2 She’s referred to by her family name Nagatoro throughout the manga (and by “Hayacchi” by her other friends, which is a clue to her given name.) Referring to people by their family instead of their given name is apparently still another big cultural difference between Japan and the US. I wouldn’t mind being called by my last name, though. I like that idea for some reason.
3 Or maybe I think this because I’m a bad writer who feels the need to shove way too much extraneous information into footnotes.
Had to look up NTR. Letting my only fringe interest in anime/manga show here lol.
Nice write up. Do you know if there is a digital version of the manga available for purchase? I like to keep the shelves I don’t own clean. 🙂
Thanks! And yeah, NTR is one of those things you only find out about if you start getting deep into this stuff and especially when looking into more 18+ works. It’s very popular among some people, but I can’t stand it.
I think there are digital versions of these volumes at Amazon.
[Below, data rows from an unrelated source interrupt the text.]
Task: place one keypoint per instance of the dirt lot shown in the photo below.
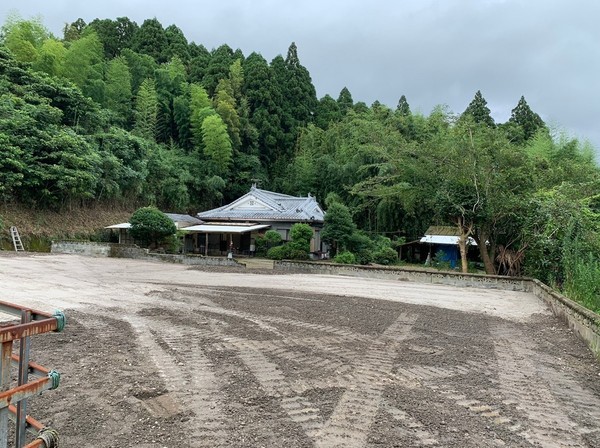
(160, 355)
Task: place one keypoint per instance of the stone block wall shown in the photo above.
(81, 248)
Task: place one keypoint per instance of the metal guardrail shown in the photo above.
(13, 400)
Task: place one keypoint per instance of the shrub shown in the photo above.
(345, 258)
(260, 244)
(362, 247)
(296, 254)
(273, 238)
(385, 256)
(301, 235)
(277, 253)
(149, 225)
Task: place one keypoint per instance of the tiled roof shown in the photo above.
(176, 217)
(263, 205)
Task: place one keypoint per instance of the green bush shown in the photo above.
(277, 253)
(296, 254)
(301, 234)
(273, 238)
(362, 247)
(260, 246)
(385, 256)
(150, 226)
(345, 258)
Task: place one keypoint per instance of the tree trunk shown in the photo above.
(462, 246)
(482, 238)
(464, 232)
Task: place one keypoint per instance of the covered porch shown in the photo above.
(221, 238)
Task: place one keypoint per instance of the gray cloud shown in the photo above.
(432, 51)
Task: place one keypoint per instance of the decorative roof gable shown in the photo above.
(266, 205)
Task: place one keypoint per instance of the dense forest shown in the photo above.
(114, 112)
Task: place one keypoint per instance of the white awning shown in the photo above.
(445, 239)
(123, 225)
(229, 228)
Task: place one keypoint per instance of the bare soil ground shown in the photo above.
(159, 355)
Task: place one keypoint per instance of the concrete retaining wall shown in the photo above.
(81, 248)
(414, 275)
(132, 251)
(581, 320)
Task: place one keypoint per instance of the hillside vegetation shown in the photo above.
(119, 115)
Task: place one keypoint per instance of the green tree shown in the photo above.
(338, 227)
(115, 35)
(51, 56)
(328, 111)
(226, 107)
(478, 110)
(217, 145)
(117, 95)
(146, 109)
(81, 58)
(200, 108)
(523, 123)
(74, 30)
(301, 234)
(177, 44)
(403, 108)
(24, 38)
(149, 225)
(150, 39)
(218, 67)
(264, 99)
(141, 67)
(345, 101)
Those look a lot cheaper than the physical copies, which are pretty cheap to begin with, so that might be a good option if you want to try Nagatoro out.
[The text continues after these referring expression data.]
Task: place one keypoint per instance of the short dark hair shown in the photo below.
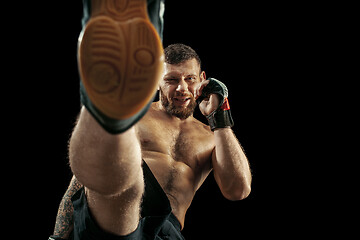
(179, 53)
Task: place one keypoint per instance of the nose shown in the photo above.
(182, 86)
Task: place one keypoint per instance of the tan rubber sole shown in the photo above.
(120, 57)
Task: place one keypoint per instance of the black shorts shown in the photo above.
(157, 221)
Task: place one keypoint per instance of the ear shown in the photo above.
(202, 76)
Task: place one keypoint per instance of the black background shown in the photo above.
(269, 56)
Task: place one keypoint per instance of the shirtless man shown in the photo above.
(139, 181)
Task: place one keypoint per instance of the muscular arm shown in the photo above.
(230, 165)
(64, 220)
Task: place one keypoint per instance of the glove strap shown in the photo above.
(221, 118)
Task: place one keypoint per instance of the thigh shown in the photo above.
(117, 214)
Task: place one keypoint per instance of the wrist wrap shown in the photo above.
(221, 117)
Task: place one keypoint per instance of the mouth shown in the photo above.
(181, 101)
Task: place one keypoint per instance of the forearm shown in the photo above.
(64, 220)
(231, 167)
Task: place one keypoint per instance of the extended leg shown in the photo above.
(109, 166)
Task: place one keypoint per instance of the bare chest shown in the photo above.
(191, 144)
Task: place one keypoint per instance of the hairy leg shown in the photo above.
(109, 166)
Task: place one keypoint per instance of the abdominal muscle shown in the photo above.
(177, 180)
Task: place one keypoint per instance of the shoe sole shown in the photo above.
(120, 57)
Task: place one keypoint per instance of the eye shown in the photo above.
(191, 79)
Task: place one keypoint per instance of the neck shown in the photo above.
(161, 108)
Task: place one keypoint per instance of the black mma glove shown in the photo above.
(221, 117)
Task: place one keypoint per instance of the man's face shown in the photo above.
(177, 88)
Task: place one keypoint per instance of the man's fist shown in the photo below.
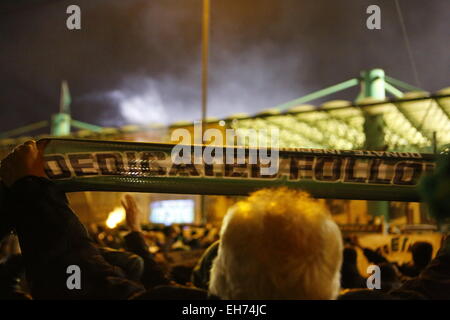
(24, 160)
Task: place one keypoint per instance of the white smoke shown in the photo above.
(141, 104)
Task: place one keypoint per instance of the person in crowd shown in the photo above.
(350, 276)
(278, 244)
(201, 273)
(421, 256)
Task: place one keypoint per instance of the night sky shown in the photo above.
(138, 61)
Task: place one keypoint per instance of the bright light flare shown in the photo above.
(115, 217)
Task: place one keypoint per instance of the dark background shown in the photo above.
(138, 61)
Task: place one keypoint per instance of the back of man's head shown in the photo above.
(278, 244)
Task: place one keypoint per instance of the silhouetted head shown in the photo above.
(350, 256)
(278, 244)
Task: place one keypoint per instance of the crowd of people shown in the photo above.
(276, 244)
Kimi can also be a term of endearment that a guy may call his girlfriend, so its possible that thats what could be seen as creepy.
Thanks for clarifying. That would make sense considering the context of that conversation.
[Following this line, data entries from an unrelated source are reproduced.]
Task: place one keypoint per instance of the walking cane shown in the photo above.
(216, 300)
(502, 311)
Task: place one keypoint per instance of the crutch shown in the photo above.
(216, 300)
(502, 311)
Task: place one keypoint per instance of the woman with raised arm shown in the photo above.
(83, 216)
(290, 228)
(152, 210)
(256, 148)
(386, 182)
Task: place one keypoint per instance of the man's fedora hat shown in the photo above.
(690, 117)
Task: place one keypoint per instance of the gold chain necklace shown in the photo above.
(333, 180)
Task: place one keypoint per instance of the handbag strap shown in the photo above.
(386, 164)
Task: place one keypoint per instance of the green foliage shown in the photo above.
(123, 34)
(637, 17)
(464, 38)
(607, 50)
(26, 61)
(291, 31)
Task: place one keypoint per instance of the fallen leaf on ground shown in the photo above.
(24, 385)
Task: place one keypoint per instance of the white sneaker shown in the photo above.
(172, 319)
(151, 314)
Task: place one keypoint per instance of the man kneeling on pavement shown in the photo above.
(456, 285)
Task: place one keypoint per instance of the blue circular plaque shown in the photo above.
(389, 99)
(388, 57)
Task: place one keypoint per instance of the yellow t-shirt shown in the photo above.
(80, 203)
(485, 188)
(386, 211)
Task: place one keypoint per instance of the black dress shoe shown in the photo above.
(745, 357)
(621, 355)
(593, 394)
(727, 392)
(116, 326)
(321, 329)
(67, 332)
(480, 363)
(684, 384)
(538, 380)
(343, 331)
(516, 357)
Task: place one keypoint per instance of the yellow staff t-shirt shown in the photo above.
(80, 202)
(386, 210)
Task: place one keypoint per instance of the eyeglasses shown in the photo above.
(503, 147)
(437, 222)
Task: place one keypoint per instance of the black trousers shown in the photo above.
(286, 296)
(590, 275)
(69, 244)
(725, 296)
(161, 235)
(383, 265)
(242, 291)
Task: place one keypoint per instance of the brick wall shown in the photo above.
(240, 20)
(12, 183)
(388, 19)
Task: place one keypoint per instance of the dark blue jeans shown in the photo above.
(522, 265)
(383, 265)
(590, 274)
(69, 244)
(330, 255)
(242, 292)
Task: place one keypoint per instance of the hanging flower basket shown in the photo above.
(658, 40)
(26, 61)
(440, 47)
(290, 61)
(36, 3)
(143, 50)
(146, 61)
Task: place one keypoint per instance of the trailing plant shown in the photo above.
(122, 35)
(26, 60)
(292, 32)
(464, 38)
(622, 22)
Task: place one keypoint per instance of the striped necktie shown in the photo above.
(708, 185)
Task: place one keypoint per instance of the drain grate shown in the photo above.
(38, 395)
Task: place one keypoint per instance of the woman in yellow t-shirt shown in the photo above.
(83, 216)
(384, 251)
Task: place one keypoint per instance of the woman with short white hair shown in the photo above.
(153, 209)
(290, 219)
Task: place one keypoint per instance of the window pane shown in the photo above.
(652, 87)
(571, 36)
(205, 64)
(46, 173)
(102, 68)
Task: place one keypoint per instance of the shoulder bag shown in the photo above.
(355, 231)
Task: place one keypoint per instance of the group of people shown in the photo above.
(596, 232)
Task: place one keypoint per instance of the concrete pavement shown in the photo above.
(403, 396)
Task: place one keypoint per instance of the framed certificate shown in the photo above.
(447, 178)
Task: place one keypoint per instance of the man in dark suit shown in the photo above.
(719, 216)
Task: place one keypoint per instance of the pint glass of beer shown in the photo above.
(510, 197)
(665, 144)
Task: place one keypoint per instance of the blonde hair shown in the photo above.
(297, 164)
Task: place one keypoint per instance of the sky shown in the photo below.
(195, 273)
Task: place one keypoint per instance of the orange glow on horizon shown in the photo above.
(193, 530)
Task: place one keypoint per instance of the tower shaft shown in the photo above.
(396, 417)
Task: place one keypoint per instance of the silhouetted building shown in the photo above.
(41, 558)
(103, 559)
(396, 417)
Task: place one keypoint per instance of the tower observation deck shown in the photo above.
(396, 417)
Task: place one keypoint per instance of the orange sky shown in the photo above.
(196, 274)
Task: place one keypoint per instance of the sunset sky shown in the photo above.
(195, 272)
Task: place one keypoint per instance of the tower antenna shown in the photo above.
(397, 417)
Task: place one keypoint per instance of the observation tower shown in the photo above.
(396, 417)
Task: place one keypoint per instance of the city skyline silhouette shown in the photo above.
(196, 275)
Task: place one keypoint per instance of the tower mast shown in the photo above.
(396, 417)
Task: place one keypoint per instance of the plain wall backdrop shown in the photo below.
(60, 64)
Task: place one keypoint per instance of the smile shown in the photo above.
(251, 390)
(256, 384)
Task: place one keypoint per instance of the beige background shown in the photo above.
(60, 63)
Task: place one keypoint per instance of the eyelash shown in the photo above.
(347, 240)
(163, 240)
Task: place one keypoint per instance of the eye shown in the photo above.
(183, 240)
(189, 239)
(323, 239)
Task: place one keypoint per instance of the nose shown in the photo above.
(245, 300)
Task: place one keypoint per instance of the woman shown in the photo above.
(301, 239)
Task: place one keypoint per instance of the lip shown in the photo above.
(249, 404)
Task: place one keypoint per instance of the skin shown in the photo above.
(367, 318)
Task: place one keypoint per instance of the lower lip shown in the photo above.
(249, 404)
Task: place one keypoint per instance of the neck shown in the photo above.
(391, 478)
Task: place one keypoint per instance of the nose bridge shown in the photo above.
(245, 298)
Is this a tsundere thing? This looks like a tsundere thing.
Also, it’s really weird to me that /now/ there’s these big protest against sexual content in anime. I remember being a cub and getting introduced to boobs by the likes of Akira and Divergence Eve and Ghost in the Shell and nobody had much to say about those, but content that’s actually more in context and fits in better with the work’s story, or at least its purpose, seems to cause more of an uproar now.
There’s some tsundere in Nagatoro, yeah. In fact, I’d say both main characters are kind of tsundere for each other, which makes things more interesting.
I really don’t get a lot of the outrage either. I could understand if pornographic scenes were being slipped into works not marked 18+ or something like that, but people are complaining even about some of the tamest stuff in anime now. Maybe there’s a tendency to think all anime is basically the same and that it’s all perverted or something. Considering how many times I’ve read claims that “anime tends to support nationalist/chauvinist ideas” using examples that make no sense at all and involve an insane amount of logic-bending and fact-twisting, I can believe the same approach is being taken regarding sexual content in anime and its potential harm.